Doctoral Dissertations

Date of Award

8-1983

Degree Type

Dissertation

Degree Name

Doctor of Philosophy

Major

Geography

Major Professor

Theodore H. Schmudde

Committee Members

Charles S. Aiken, Thomas L. Bell, Charles L. Cleland

Abstract

The purpose of this study is to analyze the impact of amenity landownership with its characteristics of high land prices, absentee ownership, and land parcellation on farming and the use of cropland. Talbot County, Maryland, was chosen for study because it is a predominantly rural farm area with a long history of agriculture and popularity as a retreat area.

The results of the study indicate that the purchase of land for amenity uses pushes farmland prices beyond that justified for farm use, leads to increased absentee ownership of farmland, and contributes to the parcellation of cropland.

While a substantial part of the cropland parcelized into properties of less than twenty acres has been lost from production, evidence shows only very small losses on larger sized properties held by amenity owners. In fact, ownership of large acreages by amenity-seeking nonresidents has forestalled parcellation and the loss of cropland. Not only do the amenity owners subsidize farming by keeping high priced land in such a "low-order" use as agriculture, many are active in public planning efforts to preserve and sustain it. They see farming as enhancing the quality of the area and as an essential part of the atmosphere that attracted them to the area. As a consequence, agriculture remains vital and dynamic and the cropland acreage has remained nearly constant for three decades.

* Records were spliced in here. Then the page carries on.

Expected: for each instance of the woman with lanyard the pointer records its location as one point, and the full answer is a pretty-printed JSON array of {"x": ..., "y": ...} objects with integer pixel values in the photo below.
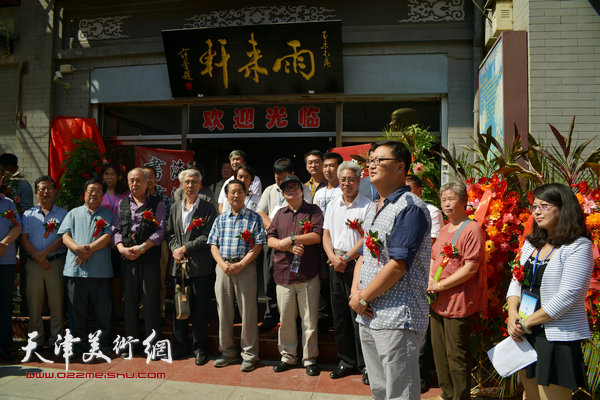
[
  {"x": 455, "y": 292},
  {"x": 546, "y": 305},
  {"x": 245, "y": 173},
  {"x": 115, "y": 191}
]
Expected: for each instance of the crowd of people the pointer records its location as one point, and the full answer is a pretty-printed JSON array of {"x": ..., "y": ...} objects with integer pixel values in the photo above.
[{"x": 365, "y": 255}]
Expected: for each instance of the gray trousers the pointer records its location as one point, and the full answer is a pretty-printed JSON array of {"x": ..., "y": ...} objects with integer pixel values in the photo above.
[
  {"x": 52, "y": 280},
  {"x": 241, "y": 286},
  {"x": 392, "y": 359}
]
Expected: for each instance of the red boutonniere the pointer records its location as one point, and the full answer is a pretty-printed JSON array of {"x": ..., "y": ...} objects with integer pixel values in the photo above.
[
  {"x": 99, "y": 223},
  {"x": 50, "y": 226},
  {"x": 356, "y": 225},
  {"x": 196, "y": 223},
  {"x": 149, "y": 216},
  {"x": 10, "y": 215},
  {"x": 247, "y": 236},
  {"x": 374, "y": 244},
  {"x": 449, "y": 251},
  {"x": 306, "y": 226}
]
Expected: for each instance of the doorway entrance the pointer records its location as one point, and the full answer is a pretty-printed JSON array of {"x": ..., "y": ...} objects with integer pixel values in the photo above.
[{"x": 261, "y": 152}]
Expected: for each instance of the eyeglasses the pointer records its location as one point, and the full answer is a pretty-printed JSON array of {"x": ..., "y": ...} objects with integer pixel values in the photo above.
[
  {"x": 542, "y": 207},
  {"x": 377, "y": 161}
]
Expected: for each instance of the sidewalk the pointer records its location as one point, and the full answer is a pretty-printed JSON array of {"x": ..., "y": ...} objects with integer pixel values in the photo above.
[{"x": 181, "y": 379}]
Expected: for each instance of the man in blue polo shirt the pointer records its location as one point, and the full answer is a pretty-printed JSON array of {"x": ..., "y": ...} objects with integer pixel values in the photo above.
[
  {"x": 390, "y": 278},
  {"x": 88, "y": 269},
  {"x": 45, "y": 259}
]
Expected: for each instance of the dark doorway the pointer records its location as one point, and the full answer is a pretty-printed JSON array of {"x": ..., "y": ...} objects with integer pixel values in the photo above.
[{"x": 262, "y": 152}]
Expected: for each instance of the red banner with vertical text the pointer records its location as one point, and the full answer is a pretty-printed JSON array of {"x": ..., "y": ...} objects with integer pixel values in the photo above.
[{"x": 166, "y": 163}]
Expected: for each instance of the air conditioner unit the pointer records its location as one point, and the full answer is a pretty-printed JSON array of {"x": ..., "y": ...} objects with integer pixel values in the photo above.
[{"x": 501, "y": 20}]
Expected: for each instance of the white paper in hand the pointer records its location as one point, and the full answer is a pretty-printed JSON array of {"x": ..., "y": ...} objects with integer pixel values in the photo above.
[{"x": 510, "y": 356}]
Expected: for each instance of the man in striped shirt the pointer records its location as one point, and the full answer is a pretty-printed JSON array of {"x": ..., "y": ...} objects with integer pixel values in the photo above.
[{"x": 236, "y": 239}]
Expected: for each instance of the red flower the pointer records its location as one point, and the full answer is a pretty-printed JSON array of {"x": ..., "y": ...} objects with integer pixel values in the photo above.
[
  {"x": 247, "y": 237},
  {"x": 356, "y": 225},
  {"x": 374, "y": 244},
  {"x": 50, "y": 227},
  {"x": 99, "y": 223},
  {"x": 519, "y": 273},
  {"x": 197, "y": 223},
  {"x": 10, "y": 215},
  {"x": 149, "y": 216},
  {"x": 306, "y": 226}
]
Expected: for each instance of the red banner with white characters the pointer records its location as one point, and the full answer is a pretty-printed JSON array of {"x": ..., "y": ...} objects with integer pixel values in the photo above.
[
  {"x": 357, "y": 150},
  {"x": 166, "y": 163}
]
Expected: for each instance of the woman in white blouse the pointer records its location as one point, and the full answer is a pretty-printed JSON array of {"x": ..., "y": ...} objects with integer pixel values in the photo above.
[{"x": 547, "y": 305}]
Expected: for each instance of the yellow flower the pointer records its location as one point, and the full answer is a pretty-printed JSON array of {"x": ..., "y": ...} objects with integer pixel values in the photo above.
[
  {"x": 492, "y": 231},
  {"x": 593, "y": 220}
]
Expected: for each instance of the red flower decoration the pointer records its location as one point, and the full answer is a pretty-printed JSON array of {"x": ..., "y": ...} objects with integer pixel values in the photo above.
[
  {"x": 374, "y": 244},
  {"x": 149, "y": 216},
  {"x": 196, "y": 223},
  {"x": 10, "y": 215},
  {"x": 100, "y": 224},
  {"x": 519, "y": 273},
  {"x": 306, "y": 226},
  {"x": 50, "y": 227},
  {"x": 356, "y": 225},
  {"x": 247, "y": 237}
]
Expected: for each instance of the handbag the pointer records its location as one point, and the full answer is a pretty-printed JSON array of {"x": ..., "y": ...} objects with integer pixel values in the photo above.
[{"x": 182, "y": 294}]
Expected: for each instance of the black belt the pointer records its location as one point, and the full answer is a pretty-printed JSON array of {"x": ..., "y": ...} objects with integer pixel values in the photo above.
[{"x": 51, "y": 258}]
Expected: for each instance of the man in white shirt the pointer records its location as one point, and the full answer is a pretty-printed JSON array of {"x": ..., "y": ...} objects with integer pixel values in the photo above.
[
  {"x": 331, "y": 162},
  {"x": 237, "y": 158},
  {"x": 270, "y": 202},
  {"x": 324, "y": 196},
  {"x": 342, "y": 239}
]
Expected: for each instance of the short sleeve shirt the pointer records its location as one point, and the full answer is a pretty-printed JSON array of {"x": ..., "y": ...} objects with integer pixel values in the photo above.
[
  {"x": 228, "y": 226},
  {"x": 402, "y": 224},
  {"x": 467, "y": 298},
  {"x": 10, "y": 257},
  {"x": 286, "y": 223},
  {"x": 272, "y": 199},
  {"x": 33, "y": 225},
  {"x": 338, "y": 214},
  {"x": 324, "y": 196},
  {"x": 80, "y": 223}
]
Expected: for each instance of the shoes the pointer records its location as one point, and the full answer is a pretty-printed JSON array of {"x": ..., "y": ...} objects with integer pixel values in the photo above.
[
  {"x": 267, "y": 325},
  {"x": 201, "y": 359},
  {"x": 224, "y": 360},
  {"x": 282, "y": 366},
  {"x": 248, "y": 366},
  {"x": 342, "y": 371},
  {"x": 312, "y": 370}
]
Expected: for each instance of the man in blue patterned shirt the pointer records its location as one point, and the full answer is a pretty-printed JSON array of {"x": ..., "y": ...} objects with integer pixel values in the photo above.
[
  {"x": 390, "y": 278},
  {"x": 45, "y": 259},
  {"x": 236, "y": 239},
  {"x": 88, "y": 268}
]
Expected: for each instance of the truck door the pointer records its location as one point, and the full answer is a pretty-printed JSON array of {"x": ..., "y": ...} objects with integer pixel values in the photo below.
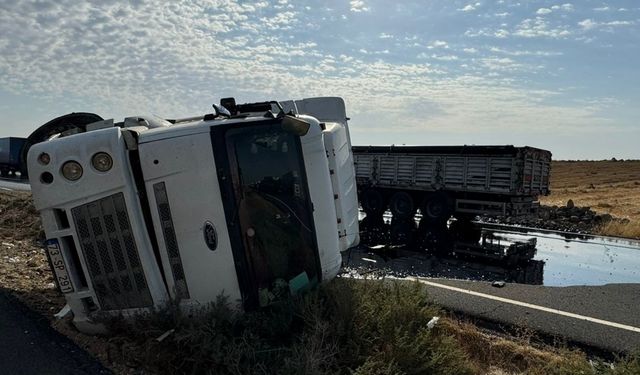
[{"x": 267, "y": 205}]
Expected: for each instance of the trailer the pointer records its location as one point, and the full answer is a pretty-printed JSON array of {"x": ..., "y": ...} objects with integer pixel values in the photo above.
[
  {"x": 446, "y": 181},
  {"x": 10, "y": 156}
]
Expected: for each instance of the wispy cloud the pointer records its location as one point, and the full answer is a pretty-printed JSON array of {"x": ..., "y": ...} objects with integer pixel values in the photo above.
[
  {"x": 174, "y": 59},
  {"x": 358, "y": 6},
  {"x": 469, "y": 7}
]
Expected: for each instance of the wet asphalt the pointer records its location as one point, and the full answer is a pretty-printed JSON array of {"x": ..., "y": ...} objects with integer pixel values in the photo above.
[
  {"x": 615, "y": 303},
  {"x": 28, "y": 345}
]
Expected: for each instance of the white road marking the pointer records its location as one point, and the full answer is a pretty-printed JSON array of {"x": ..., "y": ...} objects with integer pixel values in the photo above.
[{"x": 528, "y": 305}]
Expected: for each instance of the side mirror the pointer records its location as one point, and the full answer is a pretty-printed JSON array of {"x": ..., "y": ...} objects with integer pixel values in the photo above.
[{"x": 295, "y": 125}]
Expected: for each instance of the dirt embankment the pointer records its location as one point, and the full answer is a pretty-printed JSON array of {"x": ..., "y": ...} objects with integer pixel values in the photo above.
[
  {"x": 24, "y": 269},
  {"x": 602, "y": 187}
]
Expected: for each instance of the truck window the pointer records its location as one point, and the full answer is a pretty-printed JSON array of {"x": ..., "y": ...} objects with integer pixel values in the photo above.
[{"x": 273, "y": 209}]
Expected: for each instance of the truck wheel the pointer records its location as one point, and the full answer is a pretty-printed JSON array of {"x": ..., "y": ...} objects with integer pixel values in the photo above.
[
  {"x": 436, "y": 207},
  {"x": 76, "y": 120},
  {"x": 402, "y": 232},
  {"x": 401, "y": 205},
  {"x": 373, "y": 230},
  {"x": 464, "y": 230},
  {"x": 372, "y": 202},
  {"x": 434, "y": 237}
]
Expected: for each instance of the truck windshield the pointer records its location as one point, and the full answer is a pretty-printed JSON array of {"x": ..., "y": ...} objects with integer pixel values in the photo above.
[{"x": 273, "y": 209}]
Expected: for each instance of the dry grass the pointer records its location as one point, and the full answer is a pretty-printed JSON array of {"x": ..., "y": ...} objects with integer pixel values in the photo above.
[{"x": 611, "y": 187}]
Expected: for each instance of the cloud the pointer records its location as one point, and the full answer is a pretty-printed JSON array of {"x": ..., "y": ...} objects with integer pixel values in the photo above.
[
  {"x": 524, "y": 52},
  {"x": 358, "y": 6},
  {"x": 174, "y": 59},
  {"x": 539, "y": 27},
  {"x": 469, "y": 7},
  {"x": 589, "y": 24},
  {"x": 438, "y": 44}
]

Unable to purchase the land they need because of high prices, fanners increasingly become renters of the land they use. High prices and intense competition for land make it difficult for many aspiring and existing farmers to get a self-sustaining acreage. In response, some quit while others turn to part-time farming.

Parcellation, high land prices, absentee ownership and the pressures to till more land have caused territorially fragmented farm operational units to become the dominant type. Although not causal of its existence, amenity ownership of farmland has accentuated the dominance of specialized grain farming in the county.